Recruitment marketing is like running a race for talent. Planning your strategy positions you at the starting gate, executing your plan sends you off down the track alongside your competitors, and measuring the results of your efforts helps you clock your time so you can fine-tune and improve your performance. The prize in the winner’s circle is finding and hiring the candidates who are ideally suited to your role and culture.
Using many of the same techniques as traditional marketing, recruitment marketing can help you reach candidates in the awareness, consideration, and interest stages of talent attraction. The ultimate goal is to see a desirable candidate hit the submit button on your application and become a valued member of your team for the long term.
But first, you need to understand how candidates decide to apply for a specific role in the first place.
The Funnel: How Marketing Intersects With Talent Attraction
Recruitment marketing uses many of the same strategies as traditional marketing, and it follows a similar path. Marketing begins by casting a broad net with awareness campaigns and narrows down through the consideration stage and finally the interest or decision stage. At each stage, the target audience becomes smaller and content focuses on answering the specific questions people in that stage might have.
Recruitment marketing follows a similar funnel-shaped process of creating awareness, providing information for consideration, and prompting candidates to take action. Think of recruitment marketing as the pre-game show before recruitment starts in earnest. The goal of recruitment marketing is to secure an application, while the goal of recruiting is to secure the hire. When structured and executed effectively, recruitment marketing should segue into the recruiting process, as demonstrated in the funnel graphic below.
Recruitment Marketing vs. Recruiting
These broad stages can be broken down into more specific actions, but they are all part of the talent acquisition process, as shown in the graphic below.
For example, the recruitment marketing stage will include employer brand awareness for passive candidates, direct response advertising, retargeting, and direct sourcing leading up to the application. After the candidate has applied, the recruiting process will kick in with screenings, interviews, offers, and the eventual hire.

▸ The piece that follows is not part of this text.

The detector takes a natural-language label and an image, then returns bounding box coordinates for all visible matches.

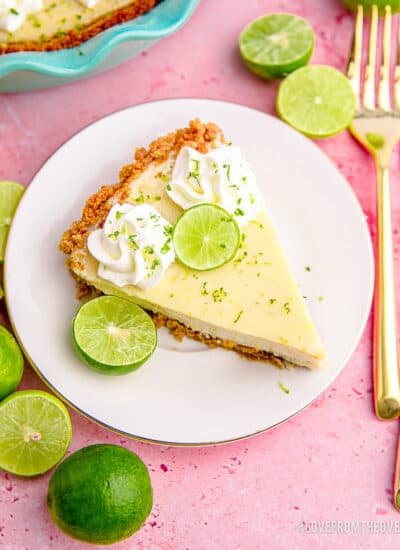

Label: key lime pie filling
[60,119,326,369]
[0,0,158,53]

You can see how each stage progressively narrows down the field of candidates and leads into the next stage.
Why Job Postings Aren’t Enough
But why put in all that effort? Why not just post your job on your favorite job boards and social media sites?
The reason is that a candidate’s path to your company is not as straightforward as it once was. A 2018 CareerBuilder survey found that 60% of employers have experienced longer time-to-fill over the past year due to a fiercely competitive hiring landscape. Candidates expect employers to be proactive and personal, and 31% expect personalized messages from recruiters. Three out of four candidates want to know what it’s like to work for a company before they apply, and half will check you out on your website and on social media first.
The bottom line is that candidates are taking charge of their own job seeking experience. If employers don’t meet their expectations, they can kiss those applications goodbye.
Recruitment marketing gives you the edge on attracting the best candidates, because it changes the recruiting equation. By stepping into the recruiting experience with personalized outreach, target audiences, and carefully crafted messaging, you can reach the best candidates at every stage of the job search.